También sabía callar, como las piedras. Ese saber es raro y precioso en tiempos que premian la estridencia, el consumo veloz, la preocupante banalización de todo. A su lado uno entendía que el silencio no es negación, sino fermento. Que del silencio sale el pan. Que una palabra bien colocada puede sostener una casa, un día, una amistad, un vínculo, una memoria. Y que el poema —cuando lo es— no representa la realidad: se vuelve un pedacito de realidad que nos acompaña en el bolsillo, en el corazón.

Leerle hoy es aprender una pedagogía de lo pequeño, de lo cotidiano. En tiempos que exigen grito, Ak’abal elige lo audible: un crujir de hojas, un hilo de agua, el aliento de un insecto.

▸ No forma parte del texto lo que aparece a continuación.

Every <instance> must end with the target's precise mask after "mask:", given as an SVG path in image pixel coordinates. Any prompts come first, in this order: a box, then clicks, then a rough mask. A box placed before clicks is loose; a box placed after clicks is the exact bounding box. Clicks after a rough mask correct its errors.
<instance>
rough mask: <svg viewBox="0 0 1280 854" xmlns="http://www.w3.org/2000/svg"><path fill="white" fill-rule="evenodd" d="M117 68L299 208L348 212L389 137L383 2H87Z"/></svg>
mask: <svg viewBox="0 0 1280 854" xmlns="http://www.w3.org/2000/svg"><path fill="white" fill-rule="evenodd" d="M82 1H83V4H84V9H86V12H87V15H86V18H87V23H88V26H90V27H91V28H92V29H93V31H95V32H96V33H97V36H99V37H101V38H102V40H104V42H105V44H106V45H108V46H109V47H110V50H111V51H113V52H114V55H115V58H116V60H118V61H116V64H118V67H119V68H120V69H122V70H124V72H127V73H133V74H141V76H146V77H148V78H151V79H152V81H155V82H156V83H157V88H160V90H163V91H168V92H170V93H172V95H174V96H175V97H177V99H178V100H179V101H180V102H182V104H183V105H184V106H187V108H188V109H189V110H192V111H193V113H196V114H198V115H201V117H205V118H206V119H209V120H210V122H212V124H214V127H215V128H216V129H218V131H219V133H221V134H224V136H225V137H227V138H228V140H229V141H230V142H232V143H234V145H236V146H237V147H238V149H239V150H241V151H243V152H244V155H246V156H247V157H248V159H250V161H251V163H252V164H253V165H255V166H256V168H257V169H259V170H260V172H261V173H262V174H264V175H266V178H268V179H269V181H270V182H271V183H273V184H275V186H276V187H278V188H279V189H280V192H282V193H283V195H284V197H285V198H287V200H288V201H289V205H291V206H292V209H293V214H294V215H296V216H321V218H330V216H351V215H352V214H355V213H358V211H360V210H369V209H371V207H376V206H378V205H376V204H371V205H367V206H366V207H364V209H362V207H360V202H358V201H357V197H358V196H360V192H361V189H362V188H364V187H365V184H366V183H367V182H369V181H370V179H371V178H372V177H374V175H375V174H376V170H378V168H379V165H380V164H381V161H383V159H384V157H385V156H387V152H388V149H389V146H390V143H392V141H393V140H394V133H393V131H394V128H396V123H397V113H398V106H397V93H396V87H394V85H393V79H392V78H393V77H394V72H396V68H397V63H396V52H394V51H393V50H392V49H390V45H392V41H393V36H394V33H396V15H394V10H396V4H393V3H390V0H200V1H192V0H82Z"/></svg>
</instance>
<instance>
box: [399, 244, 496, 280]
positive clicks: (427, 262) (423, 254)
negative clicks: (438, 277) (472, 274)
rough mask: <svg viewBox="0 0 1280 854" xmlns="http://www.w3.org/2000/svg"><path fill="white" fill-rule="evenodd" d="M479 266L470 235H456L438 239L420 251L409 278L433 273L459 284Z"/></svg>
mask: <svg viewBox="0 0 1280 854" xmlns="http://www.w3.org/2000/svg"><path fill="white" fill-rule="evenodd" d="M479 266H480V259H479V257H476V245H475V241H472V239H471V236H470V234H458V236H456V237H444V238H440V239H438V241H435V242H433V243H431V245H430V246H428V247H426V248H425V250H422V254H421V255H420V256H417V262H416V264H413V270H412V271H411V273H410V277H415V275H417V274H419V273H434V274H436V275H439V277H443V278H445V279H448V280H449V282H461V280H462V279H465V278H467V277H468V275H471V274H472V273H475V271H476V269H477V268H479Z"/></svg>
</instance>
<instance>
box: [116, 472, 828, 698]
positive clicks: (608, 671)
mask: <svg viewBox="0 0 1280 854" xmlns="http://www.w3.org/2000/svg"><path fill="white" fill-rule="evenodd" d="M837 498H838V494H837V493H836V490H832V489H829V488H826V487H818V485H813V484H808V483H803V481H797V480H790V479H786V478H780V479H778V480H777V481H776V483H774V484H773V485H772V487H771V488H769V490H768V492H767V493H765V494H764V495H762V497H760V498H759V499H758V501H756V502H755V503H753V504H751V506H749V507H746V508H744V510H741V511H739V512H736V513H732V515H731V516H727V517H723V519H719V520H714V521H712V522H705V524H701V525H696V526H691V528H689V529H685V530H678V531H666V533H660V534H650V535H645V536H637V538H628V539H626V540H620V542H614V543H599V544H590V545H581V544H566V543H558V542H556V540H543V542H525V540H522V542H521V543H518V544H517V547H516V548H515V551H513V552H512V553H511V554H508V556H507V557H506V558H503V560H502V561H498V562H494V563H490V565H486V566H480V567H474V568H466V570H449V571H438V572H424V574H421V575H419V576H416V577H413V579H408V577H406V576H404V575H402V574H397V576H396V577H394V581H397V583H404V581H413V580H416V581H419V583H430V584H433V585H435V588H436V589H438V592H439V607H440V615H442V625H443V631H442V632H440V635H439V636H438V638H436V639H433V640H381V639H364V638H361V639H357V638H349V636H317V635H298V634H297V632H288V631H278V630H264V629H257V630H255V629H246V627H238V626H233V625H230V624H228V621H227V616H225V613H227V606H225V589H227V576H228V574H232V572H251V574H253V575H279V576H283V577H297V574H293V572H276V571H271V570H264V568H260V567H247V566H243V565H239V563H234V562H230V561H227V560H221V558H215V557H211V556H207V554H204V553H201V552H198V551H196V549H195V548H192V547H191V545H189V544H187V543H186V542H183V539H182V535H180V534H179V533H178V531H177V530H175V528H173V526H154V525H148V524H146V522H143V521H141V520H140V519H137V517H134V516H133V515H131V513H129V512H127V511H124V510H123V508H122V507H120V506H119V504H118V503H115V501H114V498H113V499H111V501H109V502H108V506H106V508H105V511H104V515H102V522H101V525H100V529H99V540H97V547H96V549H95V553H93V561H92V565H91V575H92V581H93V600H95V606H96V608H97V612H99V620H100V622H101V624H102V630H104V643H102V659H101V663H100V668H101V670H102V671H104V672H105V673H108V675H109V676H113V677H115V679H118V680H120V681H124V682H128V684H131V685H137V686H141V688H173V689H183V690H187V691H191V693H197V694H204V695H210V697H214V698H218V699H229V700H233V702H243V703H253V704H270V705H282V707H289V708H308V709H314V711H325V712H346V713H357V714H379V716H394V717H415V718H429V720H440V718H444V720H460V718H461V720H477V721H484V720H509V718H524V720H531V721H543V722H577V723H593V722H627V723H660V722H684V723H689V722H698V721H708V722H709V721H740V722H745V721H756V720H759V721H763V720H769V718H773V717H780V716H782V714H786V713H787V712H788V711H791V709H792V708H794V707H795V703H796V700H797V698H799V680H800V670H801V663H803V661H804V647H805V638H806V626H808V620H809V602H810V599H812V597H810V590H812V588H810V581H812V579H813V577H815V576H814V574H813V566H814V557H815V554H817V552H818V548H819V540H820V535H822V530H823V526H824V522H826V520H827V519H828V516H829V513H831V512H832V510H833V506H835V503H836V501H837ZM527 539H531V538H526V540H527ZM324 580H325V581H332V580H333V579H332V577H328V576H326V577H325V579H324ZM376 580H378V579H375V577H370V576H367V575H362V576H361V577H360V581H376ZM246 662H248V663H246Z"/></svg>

No es quietud: es política de la atención. En el centro, una ética sin pancarta ni aspavientos: el mundo no es material para nuestras metáforas; somos nosotros material, tejido, de su respiración.

Pienso ahora en aquellos minutos de sal queriendo el diálogo. Quizá por eso nos entendimos: porque la costa entera conspiraba para que no hiciéramos otra cosa que aprender a oír. Él ponía el ejemplo, yo intentaba seguirle. En su presencia, el mundo adquiría altura de oído: la sabina dejaba de ser árbol para ser sombra en manos del viento; la ola dejaba de ser vista para ser sílaba insistente; el día dejaba de ser paisaje para ser pulso. Es imposible salir igual de una escucha así.

Si tuviera que decirle a alguien por dónde entrar a su obra, le propondría lo que él proponía sin decir: enciende temprano el oído. Lee en voz baja, como si te escuchara una criatura tímida. Elige tres poemas al azar y déjalos hacer su trabajo: afinarte. Ojo: no busques una gran revelación mística ni un exótico museo de fauna sagrada. Busca, simplemente, lo que respira. Déjate tocar por lo que pasa desapercibido: un zumbido, un rastro, una paciencia.

Cuando nos despedimos aquella tarde, el sol empezó a escribir su propia caligrafía anaranjada en el agua. “Las piedras no son mudas,” volvió a decir, “sólo están creando.” Y yo entendí que ese trabajo es también el nuestro: guardar, no acumular; decir, no explicar; escuchar, no vigilar. Desde entonces, cada vez que un día amanece limpio y salino, vuelvo a la salamandra, vuelvo a esa arena en Cala d’Hort y repito para mis adentros la lección: que un poema verdadero no se “lee”; se habita —como se habita la sombra fresca, como se habita el rumor de una sabina, como se habita el silencio de un còdol —de un guijarro— que, en secreto, nos está enseñando a hablar.

Ak’abal no necesita pedestales: necesita caminarse. Léele al alba, antes de que la ciudad imponga su sintaxis. Deja que cada texto sea un animal que se te acerca sin miedo. Y si alguna vez, como a mí, te rozó su presencia, sabrás que su poesía no pretende consuelo sino afinación: para el oído, para el corazón, para la tierra.